The strong rupee side however has growing doubts that the policy of competitive depreciation that have served us so well since the 1980's can still be relied upon to provide the necessary cushion to our export sectors. The late Prof. R. Dabee's in the “Mauritian economy: A reader” had raised this concern some years back in 2001 that "the competitiveness of Mauritian exports should be reinforced by other policies which can increase the productivity of the export sector”.  (possibly through continuous restructuring and investing in worker retraining) . But meanwhile while we forge ahead to acquire the required agility, skills and flexibility in our enterprises to move to up the value chain, the pro-weaker rupee group argues that we have to strike the right balance between the need to maintain price stability and the need to safeguard the competitiveness of our export sectors.  The pursuit of a sound and consistent exchange rate policy is fundamental for a small open economy like Mauritius.  We cannot afford now to have policy inconsistencies. The reorientation of the exchange rate policy to tackle inflationary pressures, however well intentioned, cannot attract credibility if it is not conducted in full transparency and with the support of fiscal, wage and other economic policies that enhance our productivity and flexibility. (“Education and human capital formation- the key to higher productivity. Plus globalement, il faut mesurer la performance en termes d’amélioration de sa productivité, de votre système éducatif. Se comparer avec les meilleurs systèmes du monde. Voilà l’essentiel. ” Paul Romer recommends)
The Dutch disease argument has a broader relevance when we dare to examine more closely our development options. Mauritius had adopted a very distinctive development path. Mauritius chose such a development option that squeezed the population per sq km , (now some 611.24 persons per sq km and ranked 18th in the world in terms of population density) in order to release enough land that would be conducive for the exports of goods and services. Arvind Subramanian and Devesh Roy notes in “Who can explain the Mauritian Miracle: Meade, Romer, Sachs, or Rodrik?” that “Mauritius has also enjoyed preferential access on its exports of textiles and clothing. In return for guaranteeing the rights of the sugar owners, the political majority did implicitly extract a compromise in terms of transferring some of the rents from sugar to itself.
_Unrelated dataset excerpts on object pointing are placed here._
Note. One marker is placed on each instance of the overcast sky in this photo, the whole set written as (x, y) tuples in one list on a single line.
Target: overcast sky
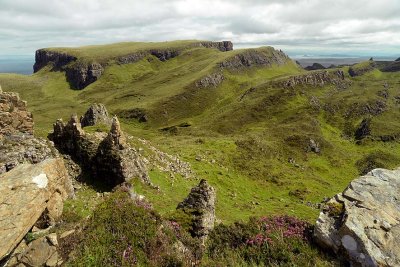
[(356, 27)]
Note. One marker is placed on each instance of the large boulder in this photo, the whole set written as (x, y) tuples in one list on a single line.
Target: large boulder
[(14, 116), (107, 156), (363, 222), (27, 192), (96, 114), (200, 204)]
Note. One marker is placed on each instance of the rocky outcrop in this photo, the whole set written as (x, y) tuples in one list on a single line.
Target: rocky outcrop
[(27, 192), (363, 222), (58, 59), (164, 55), (391, 67), (361, 68), (96, 114), (316, 78), (315, 66), (81, 75), (107, 156), (17, 143), (14, 115), (21, 148), (116, 162), (363, 130), (211, 80), (265, 57), (221, 46), (200, 205), (136, 113)]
One important aspect of this transfer was a large, relatively well paid, civil service (staffed predominantly by the majority Indian community) and a generous system of social protection, particularly related to pensions.  The success of the sugar industry in Mauritius can thus be seen as an example of what can be termed as optimal rent sharing between the political (predominantly Indian) and economic elites (predominantly non-Indian).” We tacitly agreed to live one on top of the other as long as we were providing enough of avenues for the growth of exports of goods and services. Does it make any sense now to keep on piling on top of one another while the sugar , ex-sugar owners and others speculate on that precious land and convert Mauritius into a real estate jungle peopled by outsiders without boosting our future export potential? The sharing of the optimal rent ( rent from land speculation) goes on with difference that it has now become somewhat more inclusive on the margin.
 However if that precious land is instead allocated to centres of excellence,-educational, medical, BPO, financial and other consultancy services and these generate substantial FDI inflows  it would be a different development option altogether.  The talented professionals that we intend to attract in the services sector, as suggested by Prof P. Mistry, would not be needing poshy bungalows but social and physical infrastructure of international standards.  We are not providing ourselves with the means to realise our vision of becoming a more diversified services and knowledge-based economy.